‘Glory’ is as near to a British War and Peace as any contemporary novelist is likely to come.’

Bevis Hillier The Spectator Books of the Year

My grandfather died at Suvla Bay, Gallipoli on August 21st 1915. He led his men across a dried salt lake towards a well-armed, well led enemy who held all the upper ground, including Scimitar Hill where my grandfather was killed. His body was never found and my grandmother who had six young children, continued to believe that he would emerge from a Turkish hospital or prison camp. Most probably he was burned, dead or alive, in the fires all around.

I was born during the Second World War and grew up in its aftermath and later lived in New York during the Vietnam War. War was always an important part of my consciousness. But this family loss in the First World War is the inspiration for my new novel, ‘Glory’. I have archive letters and diaries to bring the events alive. But when I travelled to Gallipoli and walked the jagged cliffs and gullies for myself, I soon realised that my grandfather’s experience was a very small part of that tragic and pointless campaign.
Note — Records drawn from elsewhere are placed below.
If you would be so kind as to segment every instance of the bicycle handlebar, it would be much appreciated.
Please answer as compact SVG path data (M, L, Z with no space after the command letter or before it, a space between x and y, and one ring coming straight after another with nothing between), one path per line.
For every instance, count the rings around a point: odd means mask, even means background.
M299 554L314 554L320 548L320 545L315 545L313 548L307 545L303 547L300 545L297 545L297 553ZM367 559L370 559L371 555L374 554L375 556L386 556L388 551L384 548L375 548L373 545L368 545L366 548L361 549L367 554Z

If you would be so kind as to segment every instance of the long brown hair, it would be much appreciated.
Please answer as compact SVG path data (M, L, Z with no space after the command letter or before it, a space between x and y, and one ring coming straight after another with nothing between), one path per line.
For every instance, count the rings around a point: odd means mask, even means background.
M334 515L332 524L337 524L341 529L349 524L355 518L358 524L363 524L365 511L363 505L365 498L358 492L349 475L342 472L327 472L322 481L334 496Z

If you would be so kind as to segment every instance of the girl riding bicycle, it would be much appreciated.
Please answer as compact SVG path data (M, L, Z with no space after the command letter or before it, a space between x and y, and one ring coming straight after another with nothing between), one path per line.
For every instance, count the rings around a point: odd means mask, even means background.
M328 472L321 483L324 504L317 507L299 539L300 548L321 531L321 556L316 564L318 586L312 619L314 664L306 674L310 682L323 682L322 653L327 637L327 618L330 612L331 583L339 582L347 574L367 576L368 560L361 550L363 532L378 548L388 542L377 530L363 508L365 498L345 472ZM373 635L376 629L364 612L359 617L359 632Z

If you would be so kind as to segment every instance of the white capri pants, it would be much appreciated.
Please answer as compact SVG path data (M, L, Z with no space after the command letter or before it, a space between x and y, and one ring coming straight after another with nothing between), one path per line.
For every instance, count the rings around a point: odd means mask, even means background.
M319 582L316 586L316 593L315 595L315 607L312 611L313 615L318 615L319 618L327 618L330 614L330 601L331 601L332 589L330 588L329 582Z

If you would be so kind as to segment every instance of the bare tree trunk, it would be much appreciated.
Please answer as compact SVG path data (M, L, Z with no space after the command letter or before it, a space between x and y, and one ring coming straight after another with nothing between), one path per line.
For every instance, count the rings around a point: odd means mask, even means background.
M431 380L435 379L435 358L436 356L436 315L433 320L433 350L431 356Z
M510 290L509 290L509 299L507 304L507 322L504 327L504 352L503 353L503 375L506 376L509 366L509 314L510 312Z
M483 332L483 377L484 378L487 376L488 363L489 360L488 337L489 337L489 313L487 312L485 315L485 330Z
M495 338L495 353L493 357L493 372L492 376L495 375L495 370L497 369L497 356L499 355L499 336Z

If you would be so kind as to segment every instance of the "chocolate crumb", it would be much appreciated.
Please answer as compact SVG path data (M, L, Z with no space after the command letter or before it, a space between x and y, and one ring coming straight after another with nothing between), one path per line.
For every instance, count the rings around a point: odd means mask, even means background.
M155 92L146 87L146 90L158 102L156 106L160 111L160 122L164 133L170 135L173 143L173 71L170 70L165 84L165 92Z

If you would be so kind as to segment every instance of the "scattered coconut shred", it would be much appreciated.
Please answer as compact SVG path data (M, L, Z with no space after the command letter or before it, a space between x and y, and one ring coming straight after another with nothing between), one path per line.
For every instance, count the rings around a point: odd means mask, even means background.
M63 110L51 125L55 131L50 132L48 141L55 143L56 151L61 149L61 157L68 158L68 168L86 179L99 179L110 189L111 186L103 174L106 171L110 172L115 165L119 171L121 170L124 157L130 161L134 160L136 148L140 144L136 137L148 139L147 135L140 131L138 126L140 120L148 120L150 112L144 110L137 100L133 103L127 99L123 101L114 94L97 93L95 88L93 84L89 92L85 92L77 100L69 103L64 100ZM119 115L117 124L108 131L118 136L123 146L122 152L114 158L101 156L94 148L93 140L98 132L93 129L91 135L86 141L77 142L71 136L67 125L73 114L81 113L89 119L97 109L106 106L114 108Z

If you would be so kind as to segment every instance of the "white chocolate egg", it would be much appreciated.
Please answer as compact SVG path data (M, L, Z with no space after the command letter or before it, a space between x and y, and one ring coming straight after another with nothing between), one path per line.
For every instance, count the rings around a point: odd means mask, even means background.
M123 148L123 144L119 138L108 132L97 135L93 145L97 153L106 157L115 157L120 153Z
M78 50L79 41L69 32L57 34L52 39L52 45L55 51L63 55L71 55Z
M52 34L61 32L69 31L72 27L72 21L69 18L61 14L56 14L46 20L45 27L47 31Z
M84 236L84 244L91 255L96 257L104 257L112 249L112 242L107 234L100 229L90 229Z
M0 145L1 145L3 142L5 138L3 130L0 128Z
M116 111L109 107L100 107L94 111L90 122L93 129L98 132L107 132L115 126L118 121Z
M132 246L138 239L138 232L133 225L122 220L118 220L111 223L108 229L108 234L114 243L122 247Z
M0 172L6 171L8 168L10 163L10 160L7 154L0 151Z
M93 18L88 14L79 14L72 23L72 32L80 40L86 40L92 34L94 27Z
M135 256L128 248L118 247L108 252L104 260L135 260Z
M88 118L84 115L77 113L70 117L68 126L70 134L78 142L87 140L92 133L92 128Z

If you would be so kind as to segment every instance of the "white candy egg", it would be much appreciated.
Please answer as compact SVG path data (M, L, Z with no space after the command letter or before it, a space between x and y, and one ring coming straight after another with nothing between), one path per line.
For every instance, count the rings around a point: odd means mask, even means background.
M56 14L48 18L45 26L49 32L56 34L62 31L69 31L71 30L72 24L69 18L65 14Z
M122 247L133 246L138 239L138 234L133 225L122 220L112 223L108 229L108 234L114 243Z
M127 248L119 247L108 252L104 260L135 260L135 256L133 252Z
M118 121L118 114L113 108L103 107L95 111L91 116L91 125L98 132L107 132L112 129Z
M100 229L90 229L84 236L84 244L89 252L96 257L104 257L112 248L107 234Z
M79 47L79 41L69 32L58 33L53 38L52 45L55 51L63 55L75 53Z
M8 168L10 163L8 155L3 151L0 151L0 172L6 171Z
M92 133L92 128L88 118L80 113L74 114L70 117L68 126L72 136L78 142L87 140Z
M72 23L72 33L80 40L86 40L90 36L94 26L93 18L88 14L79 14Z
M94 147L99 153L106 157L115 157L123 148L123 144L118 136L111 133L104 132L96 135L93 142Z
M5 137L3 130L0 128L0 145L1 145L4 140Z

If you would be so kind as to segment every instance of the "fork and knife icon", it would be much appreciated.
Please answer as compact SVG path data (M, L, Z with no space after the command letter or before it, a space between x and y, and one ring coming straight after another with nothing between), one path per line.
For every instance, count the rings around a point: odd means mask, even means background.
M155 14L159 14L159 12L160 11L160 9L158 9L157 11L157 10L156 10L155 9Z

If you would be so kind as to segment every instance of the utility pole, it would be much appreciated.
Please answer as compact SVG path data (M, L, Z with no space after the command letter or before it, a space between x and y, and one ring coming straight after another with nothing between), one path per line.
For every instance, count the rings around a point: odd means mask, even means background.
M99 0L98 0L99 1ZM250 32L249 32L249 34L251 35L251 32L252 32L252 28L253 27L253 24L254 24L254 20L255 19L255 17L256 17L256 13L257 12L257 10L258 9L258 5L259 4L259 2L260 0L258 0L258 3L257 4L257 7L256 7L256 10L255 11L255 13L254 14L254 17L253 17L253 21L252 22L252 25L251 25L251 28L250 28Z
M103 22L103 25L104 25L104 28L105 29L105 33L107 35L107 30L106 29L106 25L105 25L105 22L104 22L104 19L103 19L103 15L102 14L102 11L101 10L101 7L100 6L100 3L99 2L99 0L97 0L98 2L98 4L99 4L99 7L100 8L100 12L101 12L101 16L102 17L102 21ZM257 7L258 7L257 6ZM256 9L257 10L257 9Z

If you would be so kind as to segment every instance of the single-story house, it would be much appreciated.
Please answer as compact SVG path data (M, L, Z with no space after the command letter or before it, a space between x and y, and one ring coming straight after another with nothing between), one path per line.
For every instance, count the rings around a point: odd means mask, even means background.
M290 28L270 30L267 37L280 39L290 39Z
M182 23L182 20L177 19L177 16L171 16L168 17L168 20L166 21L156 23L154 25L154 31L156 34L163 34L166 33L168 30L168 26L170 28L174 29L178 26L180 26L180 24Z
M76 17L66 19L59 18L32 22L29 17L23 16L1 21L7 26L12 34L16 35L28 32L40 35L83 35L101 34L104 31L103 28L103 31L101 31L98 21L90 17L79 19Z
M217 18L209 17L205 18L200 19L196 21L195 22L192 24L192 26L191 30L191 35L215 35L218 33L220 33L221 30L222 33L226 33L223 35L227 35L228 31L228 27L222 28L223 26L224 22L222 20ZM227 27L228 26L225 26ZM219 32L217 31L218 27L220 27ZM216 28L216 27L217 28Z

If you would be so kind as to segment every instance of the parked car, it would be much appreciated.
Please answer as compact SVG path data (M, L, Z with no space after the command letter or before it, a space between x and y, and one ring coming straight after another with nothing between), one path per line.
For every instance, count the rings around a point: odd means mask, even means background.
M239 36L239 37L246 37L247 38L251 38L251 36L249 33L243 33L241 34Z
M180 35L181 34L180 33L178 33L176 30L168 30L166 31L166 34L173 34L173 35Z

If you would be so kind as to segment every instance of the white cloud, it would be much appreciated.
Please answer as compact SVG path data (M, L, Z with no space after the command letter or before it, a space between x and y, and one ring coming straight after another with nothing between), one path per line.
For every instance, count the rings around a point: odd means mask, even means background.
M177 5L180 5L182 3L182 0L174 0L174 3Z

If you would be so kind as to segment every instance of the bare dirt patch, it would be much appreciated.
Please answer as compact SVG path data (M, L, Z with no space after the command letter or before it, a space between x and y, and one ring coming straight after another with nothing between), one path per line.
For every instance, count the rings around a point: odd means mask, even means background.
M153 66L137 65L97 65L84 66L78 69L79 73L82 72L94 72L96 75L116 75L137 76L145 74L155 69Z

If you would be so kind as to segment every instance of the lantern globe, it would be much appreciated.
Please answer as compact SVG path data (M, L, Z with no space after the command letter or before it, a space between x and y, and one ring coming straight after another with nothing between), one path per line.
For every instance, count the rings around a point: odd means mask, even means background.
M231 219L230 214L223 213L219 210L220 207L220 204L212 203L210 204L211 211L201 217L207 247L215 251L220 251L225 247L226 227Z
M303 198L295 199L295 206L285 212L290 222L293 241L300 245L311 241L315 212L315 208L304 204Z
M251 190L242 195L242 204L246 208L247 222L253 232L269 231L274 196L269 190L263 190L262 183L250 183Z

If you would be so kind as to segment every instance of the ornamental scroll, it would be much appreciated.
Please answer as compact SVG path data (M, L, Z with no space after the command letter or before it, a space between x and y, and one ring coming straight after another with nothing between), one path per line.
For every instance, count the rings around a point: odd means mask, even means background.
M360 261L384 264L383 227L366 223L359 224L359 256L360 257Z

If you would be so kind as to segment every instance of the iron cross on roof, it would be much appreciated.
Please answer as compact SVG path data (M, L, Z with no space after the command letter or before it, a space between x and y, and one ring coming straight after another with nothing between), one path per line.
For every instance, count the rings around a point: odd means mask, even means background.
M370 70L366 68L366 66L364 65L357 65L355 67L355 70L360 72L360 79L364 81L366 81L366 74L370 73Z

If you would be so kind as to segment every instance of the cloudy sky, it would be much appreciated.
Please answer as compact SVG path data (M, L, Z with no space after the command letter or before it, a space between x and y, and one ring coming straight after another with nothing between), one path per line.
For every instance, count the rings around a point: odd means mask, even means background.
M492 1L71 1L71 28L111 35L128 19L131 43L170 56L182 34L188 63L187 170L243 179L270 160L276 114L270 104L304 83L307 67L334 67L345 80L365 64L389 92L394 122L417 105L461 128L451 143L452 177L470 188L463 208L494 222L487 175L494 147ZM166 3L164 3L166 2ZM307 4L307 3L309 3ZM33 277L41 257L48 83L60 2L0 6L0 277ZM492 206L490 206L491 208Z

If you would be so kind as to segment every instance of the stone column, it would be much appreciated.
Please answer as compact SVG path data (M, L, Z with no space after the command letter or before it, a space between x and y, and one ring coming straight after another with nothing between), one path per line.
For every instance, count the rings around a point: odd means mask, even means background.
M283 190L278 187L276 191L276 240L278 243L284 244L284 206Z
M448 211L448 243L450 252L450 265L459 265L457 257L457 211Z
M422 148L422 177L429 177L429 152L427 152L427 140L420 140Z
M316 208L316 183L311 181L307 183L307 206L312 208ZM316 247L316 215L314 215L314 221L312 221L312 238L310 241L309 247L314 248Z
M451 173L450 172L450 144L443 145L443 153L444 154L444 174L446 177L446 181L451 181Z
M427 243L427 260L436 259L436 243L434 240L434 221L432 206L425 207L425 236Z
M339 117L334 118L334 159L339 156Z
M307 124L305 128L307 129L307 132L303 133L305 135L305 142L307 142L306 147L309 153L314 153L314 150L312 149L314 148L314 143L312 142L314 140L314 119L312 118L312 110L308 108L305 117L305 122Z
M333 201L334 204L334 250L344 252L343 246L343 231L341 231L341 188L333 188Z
In ‘Glory’, as well as basing the older soldier on my grandfather’s military history, I have created other characters, young soldiers who endured all the misery and horror of the campaign. It has taken me from Gallipoli to England where wives and lovers have their own struggles, and to Egypt and Malta where men were held in reserve or lay in hastily commandeered hospitals. The dream of snatching Constantinople and opening the gateway to Russia was a powerful one. But as I continued to research and write the story, I became more and more clear that it really had been only a fantastical dream, hatched up by politicians in London with no real understanding of the enormous difficulties. Unfortunately, it had to be fought by brave men like my grandfather, Brigadier-General Thomas, Earl of Longford, who gave their lives out of duty or patriotism. If there is any glory, it is all theirs. Sometimes I find the waste of lives almost unbearable.

‘Glory’ was published by Orion in 2015, the centenary year of the landing of allied troops on Gallipoli.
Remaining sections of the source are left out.